I am testing speedfusion in our environment with a Balance 710 as the hub and two 380s on the spokes, all running firmware 7.1.2 build 2574. The hub is our corporate HQ. The spokes are branches with 4 IP subnets each. Each Peplink has a LIVE Internet connection on WAN2, and an Ethernet subnet on WAN1 which connects all three peplinks to simulate our private Metro-Ethernet WAN.
In order to test fault-tolerance, at each site the peplink is put in Drop-in mode with LAN Bypass, meaning LAN and WAN1 become just a physical conduit if the peplink drops dead. So far things have largely worked. There is one nagging issue however.

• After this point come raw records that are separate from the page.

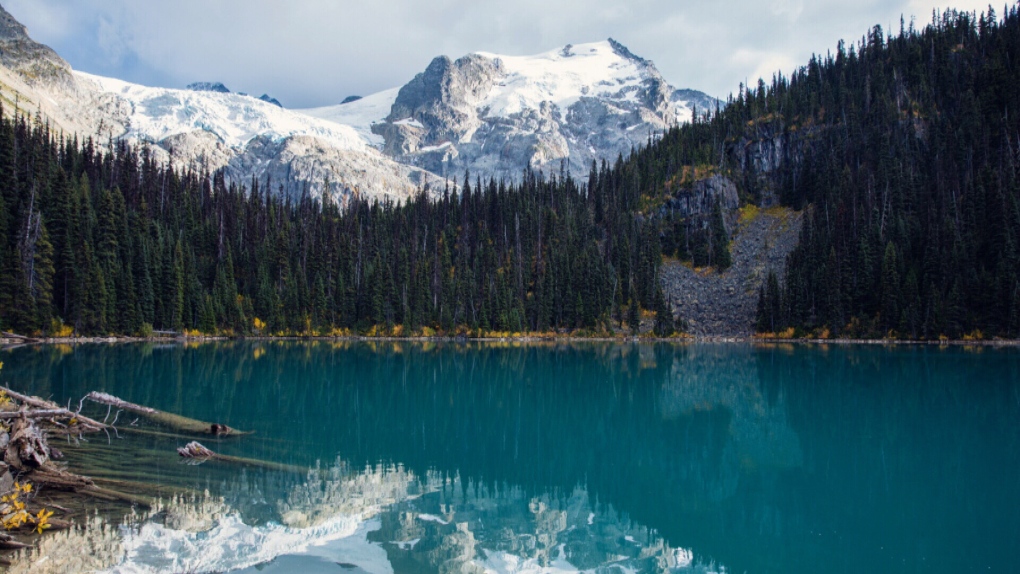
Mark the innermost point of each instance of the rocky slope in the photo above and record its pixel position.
(201, 127)
(724, 304)
(495, 114)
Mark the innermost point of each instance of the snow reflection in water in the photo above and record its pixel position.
(378, 520)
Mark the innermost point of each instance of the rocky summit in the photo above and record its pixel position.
(496, 115)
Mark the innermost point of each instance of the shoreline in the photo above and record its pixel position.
(8, 342)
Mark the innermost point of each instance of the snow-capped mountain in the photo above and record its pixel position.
(204, 126)
(495, 114)
(488, 113)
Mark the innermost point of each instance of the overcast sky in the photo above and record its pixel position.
(315, 52)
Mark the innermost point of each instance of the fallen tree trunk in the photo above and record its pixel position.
(195, 451)
(53, 477)
(37, 403)
(169, 419)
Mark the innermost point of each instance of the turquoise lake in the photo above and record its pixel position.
(559, 458)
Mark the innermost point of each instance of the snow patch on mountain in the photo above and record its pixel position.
(360, 114)
(562, 77)
(495, 114)
(158, 113)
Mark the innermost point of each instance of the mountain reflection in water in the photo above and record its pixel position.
(528, 458)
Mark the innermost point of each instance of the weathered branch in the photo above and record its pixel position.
(169, 419)
(197, 452)
(38, 403)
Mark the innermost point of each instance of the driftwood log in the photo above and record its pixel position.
(169, 419)
(196, 452)
(40, 405)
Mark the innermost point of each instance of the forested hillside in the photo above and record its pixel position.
(904, 151)
(101, 243)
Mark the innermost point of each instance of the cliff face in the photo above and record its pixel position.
(496, 115)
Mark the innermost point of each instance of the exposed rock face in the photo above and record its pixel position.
(496, 115)
(270, 100)
(724, 304)
(208, 87)
(701, 197)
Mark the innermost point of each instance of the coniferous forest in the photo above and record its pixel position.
(100, 243)
(903, 150)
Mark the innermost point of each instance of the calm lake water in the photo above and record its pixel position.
(557, 458)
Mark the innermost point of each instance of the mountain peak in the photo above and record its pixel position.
(35, 62)
(10, 29)
(623, 52)
(208, 87)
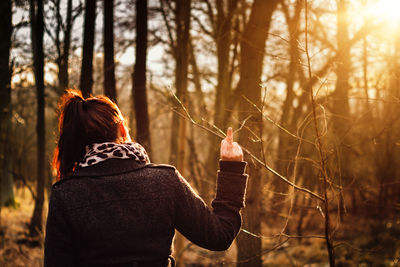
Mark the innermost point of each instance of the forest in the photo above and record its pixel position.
(311, 89)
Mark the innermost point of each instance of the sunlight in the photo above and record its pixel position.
(385, 10)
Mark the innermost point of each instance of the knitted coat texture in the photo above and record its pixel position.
(123, 212)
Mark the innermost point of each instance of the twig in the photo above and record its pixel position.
(320, 148)
(188, 116)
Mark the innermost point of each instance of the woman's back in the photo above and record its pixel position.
(111, 207)
(120, 211)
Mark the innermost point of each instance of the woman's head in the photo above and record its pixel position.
(83, 122)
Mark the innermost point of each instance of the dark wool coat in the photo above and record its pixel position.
(120, 211)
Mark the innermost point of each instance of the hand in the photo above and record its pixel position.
(230, 151)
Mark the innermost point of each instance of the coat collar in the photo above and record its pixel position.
(108, 167)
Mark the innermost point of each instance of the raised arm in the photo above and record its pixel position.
(215, 228)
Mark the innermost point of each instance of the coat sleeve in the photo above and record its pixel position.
(59, 249)
(216, 228)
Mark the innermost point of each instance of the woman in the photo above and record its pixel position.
(112, 207)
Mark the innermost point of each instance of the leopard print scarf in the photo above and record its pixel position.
(96, 153)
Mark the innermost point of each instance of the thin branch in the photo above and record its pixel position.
(222, 135)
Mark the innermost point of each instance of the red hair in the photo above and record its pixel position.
(83, 122)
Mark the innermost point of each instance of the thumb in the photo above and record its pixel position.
(229, 135)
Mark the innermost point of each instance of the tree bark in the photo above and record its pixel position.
(287, 145)
(63, 75)
(86, 80)
(37, 31)
(223, 39)
(178, 130)
(139, 78)
(252, 54)
(182, 20)
(6, 179)
(341, 109)
(109, 66)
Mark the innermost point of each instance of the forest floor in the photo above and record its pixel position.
(358, 242)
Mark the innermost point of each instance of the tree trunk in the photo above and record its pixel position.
(252, 54)
(63, 75)
(139, 78)
(287, 145)
(178, 130)
(182, 20)
(86, 82)
(6, 179)
(341, 109)
(223, 39)
(37, 31)
(109, 66)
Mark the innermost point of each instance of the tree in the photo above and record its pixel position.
(37, 31)
(109, 66)
(181, 52)
(252, 49)
(223, 38)
(6, 179)
(86, 80)
(63, 75)
(139, 78)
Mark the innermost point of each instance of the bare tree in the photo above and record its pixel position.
(86, 80)
(109, 65)
(252, 49)
(6, 179)
(139, 93)
(37, 31)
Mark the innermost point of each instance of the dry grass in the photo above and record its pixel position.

I noticed sporadic icmp packets drops ping from a client PC at each remote site. I saw momentary packet loss rate up to 30-40 pkt/s on WAN1 link Speedfusion status on the 380s. I further noticed the pepvpn on WAN1 would momentarily tear down and rebuild without leaving any messages in Eventlog. It would briefly display “Link failure, no data received” as it tore down vpn on WAN1. I verified all cable connections and swapped out switches to no avail.
At the same time, VPNs over WAN2 were rock solid and clients never missed a ping to Google’s DNS servers (Internet traffic is not routed through PepVPN unless WAN2 health check fails).

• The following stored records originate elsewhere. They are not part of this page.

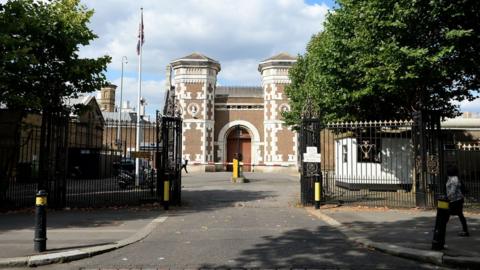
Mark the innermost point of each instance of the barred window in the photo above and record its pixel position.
(369, 150)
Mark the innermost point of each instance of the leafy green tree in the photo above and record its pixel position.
(384, 59)
(39, 63)
(40, 66)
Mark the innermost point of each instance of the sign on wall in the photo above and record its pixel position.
(312, 155)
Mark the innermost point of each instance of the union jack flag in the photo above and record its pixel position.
(141, 37)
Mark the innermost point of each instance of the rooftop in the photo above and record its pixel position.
(239, 91)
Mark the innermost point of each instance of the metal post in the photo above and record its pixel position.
(166, 194)
(119, 132)
(40, 240)
(317, 191)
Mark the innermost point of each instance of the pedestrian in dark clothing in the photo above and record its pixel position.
(184, 165)
(456, 197)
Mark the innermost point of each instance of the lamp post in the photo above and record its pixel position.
(119, 133)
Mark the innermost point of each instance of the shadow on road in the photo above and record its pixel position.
(321, 248)
(213, 199)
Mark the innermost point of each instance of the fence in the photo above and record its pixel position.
(376, 164)
(368, 163)
(98, 164)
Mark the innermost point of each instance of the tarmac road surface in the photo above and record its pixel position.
(250, 225)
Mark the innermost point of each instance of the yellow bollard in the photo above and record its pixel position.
(166, 194)
(235, 168)
(318, 192)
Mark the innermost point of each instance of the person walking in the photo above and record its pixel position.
(184, 164)
(456, 197)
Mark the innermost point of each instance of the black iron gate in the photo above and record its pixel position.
(169, 159)
(310, 171)
(428, 152)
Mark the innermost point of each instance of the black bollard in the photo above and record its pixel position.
(40, 240)
(443, 215)
(317, 191)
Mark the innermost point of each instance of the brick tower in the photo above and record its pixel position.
(195, 78)
(280, 141)
(106, 100)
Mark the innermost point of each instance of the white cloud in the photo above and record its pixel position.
(239, 34)
(153, 91)
(230, 31)
(470, 106)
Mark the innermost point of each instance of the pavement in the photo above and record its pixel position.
(406, 233)
(79, 234)
(74, 234)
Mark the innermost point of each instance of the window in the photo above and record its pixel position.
(344, 153)
(369, 150)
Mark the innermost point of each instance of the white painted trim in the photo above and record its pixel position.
(254, 136)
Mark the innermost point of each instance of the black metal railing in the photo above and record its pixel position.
(95, 164)
(380, 164)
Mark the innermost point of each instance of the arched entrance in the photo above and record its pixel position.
(239, 141)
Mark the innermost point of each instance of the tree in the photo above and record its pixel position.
(384, 59)
(39, 63)
(40, 66)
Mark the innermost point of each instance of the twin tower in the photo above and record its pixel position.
(220, 122)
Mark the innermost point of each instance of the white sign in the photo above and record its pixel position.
(312, 155)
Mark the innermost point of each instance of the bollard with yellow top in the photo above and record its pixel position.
(441, 220)
(166, 194)
(40, 240)
(318, 191)
(237, 173)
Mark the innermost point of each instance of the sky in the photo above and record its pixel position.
(238, 34)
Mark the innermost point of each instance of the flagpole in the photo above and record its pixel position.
(137, 143)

Based on my previous testing experience in my initial Peplink POC. I knew this had to be something to do with the way Peplink makes routing/path selection decisions. When Peplink doesn’t know where to forward the packet or put the packets on the wrong path, it will create issues like this. But it continued to happen even after I disconnected all WAN2 connections.
So I started tweaking Health Check settings under each WAN interface and later Link Failure Detection Time under Pepvpn Settings within SpeedFusion setup. When I set Failure Detection Time to Recommended (approx. 15 secs), I finally got a stable network. Speedfusion VPN over WAN1 doesn’t tear down any more, and my average packet loss drops to around 1% on WAN1 links, measured by pinging. Throughput test on WAN1 with PepVPN without encryption can now get to up 80%-90% of the bandwidth I defined in WAN1.
If this were a real-world test, I could live with the results. But the problem is that the WAN1 interfaces are connected back to back on an enterprise-quality access switch. There shouldn’t be any packet loss. Even the WAN2 connections, which are real-world Internet connections across various ISPs, do not have any packet drops the entire time.
Without a Cisco-like CLI I have no way of debugging. I have tried the SSH CLI. I have clicked on all the ? icon and exhausted all the hidden fields that I can possibly try. And the user manual is practically useless in advanced troubleshooting.
Any insight into this will be tremendously appreciated, as I am way past my planned depoyment date.